Open dskarlov opened 1 month ago
@KnathanM have we seen this before?
It looks like the current convert CLI doesn't work for multicomponent.
Thanks @shihchengli! @dskarlov that converter doesn't work for MulticomponentMPNNs. The development team is focusing on v2.1 development at the moment so we don't have the resources to implement this. You will need to re-train your model in v2.
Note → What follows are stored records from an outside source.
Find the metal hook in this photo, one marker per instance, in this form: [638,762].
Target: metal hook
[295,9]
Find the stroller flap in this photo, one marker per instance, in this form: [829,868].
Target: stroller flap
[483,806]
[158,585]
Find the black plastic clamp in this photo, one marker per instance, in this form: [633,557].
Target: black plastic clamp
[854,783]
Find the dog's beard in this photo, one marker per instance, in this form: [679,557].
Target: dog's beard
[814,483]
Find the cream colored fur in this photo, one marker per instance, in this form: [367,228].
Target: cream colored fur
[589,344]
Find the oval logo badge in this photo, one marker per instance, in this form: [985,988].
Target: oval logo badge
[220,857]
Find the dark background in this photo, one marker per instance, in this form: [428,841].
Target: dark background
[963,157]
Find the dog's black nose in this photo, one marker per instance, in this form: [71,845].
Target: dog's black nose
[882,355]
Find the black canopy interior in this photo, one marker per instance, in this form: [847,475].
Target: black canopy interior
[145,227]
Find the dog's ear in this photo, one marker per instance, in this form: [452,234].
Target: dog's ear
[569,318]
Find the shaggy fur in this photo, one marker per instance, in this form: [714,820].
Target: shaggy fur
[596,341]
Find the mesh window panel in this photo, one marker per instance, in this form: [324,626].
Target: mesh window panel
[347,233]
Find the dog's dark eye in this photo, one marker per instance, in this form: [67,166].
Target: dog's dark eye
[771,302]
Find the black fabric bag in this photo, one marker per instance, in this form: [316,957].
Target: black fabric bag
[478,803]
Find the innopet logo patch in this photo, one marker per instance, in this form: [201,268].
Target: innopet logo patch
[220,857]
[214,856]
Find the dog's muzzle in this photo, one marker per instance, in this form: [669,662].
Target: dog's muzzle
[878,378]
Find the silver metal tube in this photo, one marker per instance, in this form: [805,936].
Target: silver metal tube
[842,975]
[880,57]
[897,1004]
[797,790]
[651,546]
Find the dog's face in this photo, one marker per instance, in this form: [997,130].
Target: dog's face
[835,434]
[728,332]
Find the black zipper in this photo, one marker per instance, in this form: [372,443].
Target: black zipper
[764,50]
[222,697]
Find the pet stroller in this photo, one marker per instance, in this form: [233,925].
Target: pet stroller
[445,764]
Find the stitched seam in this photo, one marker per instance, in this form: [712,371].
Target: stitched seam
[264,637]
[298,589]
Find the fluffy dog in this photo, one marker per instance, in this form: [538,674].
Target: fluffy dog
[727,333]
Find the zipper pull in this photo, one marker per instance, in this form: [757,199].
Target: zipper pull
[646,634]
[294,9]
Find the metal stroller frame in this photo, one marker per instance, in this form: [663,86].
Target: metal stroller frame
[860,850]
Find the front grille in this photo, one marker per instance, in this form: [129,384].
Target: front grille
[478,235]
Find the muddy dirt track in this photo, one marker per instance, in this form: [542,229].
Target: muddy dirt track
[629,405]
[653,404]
Now that v2.1 is out, I had time to look into this. @dskarlov could you test this updated v1 to v2 conversion script on your v1 model file to see if it works? https://github.com/KnathanM/chemprop/blob/90ff622c58db55a0783f58c3d3584a007b1d9757/chemprop/utils/v1_to_v2.py#L323
It is on a branch of my fork.
Hi Nathan, I've tested your code and it can convert NN weights without errors. At the same time it has a bit different problem. I cannot use the obtained model and have the following error:
RuntimeError: linear(): input and weight.T shapes cannot be multiplied (3748x86 and 147x300)
It seems the number of input features has changed!
When I trained the v2 I have a correct dimensionality of the input layer - 86x300.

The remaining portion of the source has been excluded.